Rowena is a founding participant in the National Indigenous Research and Knowledges Network, and a member of the Australian Institute of Aboriginal and Torres Strait Islander Studies. She has a passionate interest in Indigenous scientific and engineering knowledge and heritage, and in encouraging young Indigenous people into STEM-based careers. She has published influential public policy papers on Indigenous engagement with STEM, and maintains a science blog with an Indigenous focus for students at remote Indigenous schools.
Rowena undertook a science degree part-time by distance education, while she had three young children and was working as breadwinner to support the family. After graduation in 1993 with First Class Honours and the University Medal she undertook a PhD, and graduated in 1997. After a postdoctoral stint in the UK she joined ANU in 1999, with an ARC Postdoctoral Fellowship. She currently has active research collaborations with labs in the UK and China.

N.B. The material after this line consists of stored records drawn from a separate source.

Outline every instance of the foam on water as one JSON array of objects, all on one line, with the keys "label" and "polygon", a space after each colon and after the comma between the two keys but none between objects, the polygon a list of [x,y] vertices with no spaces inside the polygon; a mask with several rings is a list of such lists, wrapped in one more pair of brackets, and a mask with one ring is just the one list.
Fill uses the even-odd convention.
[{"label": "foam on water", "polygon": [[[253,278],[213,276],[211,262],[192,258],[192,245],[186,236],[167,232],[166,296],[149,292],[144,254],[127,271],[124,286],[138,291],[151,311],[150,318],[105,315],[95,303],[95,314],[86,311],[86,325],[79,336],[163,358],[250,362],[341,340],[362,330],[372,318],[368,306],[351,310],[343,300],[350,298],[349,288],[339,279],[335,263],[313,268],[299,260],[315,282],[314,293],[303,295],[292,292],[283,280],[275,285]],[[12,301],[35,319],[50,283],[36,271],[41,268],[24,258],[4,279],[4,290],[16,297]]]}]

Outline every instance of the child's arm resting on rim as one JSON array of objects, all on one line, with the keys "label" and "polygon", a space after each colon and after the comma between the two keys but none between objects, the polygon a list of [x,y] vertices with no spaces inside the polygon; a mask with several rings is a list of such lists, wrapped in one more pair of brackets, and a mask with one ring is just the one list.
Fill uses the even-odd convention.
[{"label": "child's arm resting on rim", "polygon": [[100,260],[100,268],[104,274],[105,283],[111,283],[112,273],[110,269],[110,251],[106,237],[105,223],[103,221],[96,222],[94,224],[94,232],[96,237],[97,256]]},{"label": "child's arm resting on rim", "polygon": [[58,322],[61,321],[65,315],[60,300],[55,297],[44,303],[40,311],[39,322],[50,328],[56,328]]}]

What is one thing you would change to improve the gender balance in senior ranks of scientists?
Selection Committees, Search committees, Promotion committees, Invited Speaker committees and all other career-influential panels and committees must have at least as many female members as male members. It is not good enough to have a single ‘token woman’ on such committees.
What is the one piece of advice you would give to women just starting their careers in science?
Do the best science you possibly can, and publish it. Whatever else constrains you – young children, elder care, not being able to travel, restricted networking opportunities, sexism in the workplace and society – your brilliant track record will stand out and you will be rewarded for it in your career.
How do we keep more females engaged in scientific careers? How do we retain women?
We need to have a National Royal Commission into the Stolen Careers, with wide powers to subpoena and cross-examine witnesses, and – crucially – order institutions to pay compensation for women’s stolen careers.
Who and/or what inspires you to achieve?
Initially it was my children. I decided to educate my kids and send them to uni and lift them out of intergenerational poverty permanently, and I would begin by educating myself, to set them an example. Now it is science itself and the scientific method that inspire me.
What are you most proud of in your science career?
Currently I am most proud of the role I played in a STEM camp for Aboriginal schoolkids at Dubbo in Oct 2015. I gave the kids a maths extension activity involving fractals. I related it to important Indigenous country and knowledge, and just loved seeing the delight on their faces.